The biomechanical techniques used in the study were similar to those applied by engineers to test whether cars, planes, machine parts or other mechanical devices were strong enough to avoid breaking.

A Backwards Evolution

The A. sediba has been thought to lie near the ancestry of Homo, the group in which our species belong. The new findings support the assertion that A. sediba was a midway species between A. africanus and either H. habilis or the later H. erectus, albeit not directly.

Ledogar said humans also have the biting limitation. He and his colleagues suspect that early Homo species also had the limitation, but other australopiths they studied were not as limited in this regard.

This indicates that while some australopith populations were evolving to maximize their ability to bite powerfully, others such as the A. sediba were evolving in the reverse direction.

Some of these species who evolved in the opposite direction ultimately gave rise to Homo, researchers said.

A vital way to understanding the origin of our genus would be to realize that ecological factors may have disrupted the diets and feeding behavior of australopiths.

"Diet is likely to have played a key role in the origin of Homo," said Prof. Strait.

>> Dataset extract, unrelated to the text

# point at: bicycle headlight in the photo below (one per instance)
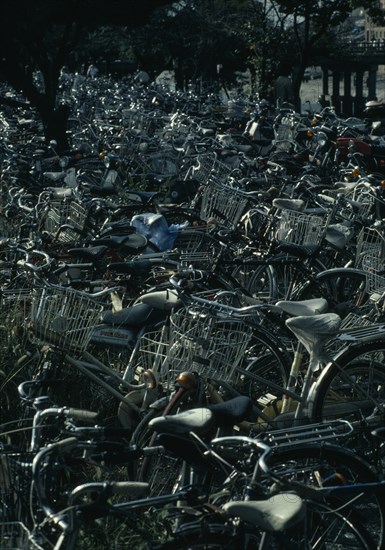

The bottom-line: the early hominids may have eaten hard food, but they weren't adapted to do so. They also were more likely to rely on food that was easier to chew.

 The Australopithecus sediba

The A. sediba was a small pre-human species that roamed the Earth about 2 million years ago. They appear in the fossil record about four million years ago.

Although australopiths had human traits such as being able to walk upright on two legs, many of them lacked human features such as a large brain, advanced tool-use, and flat faces with small jaws and teeth.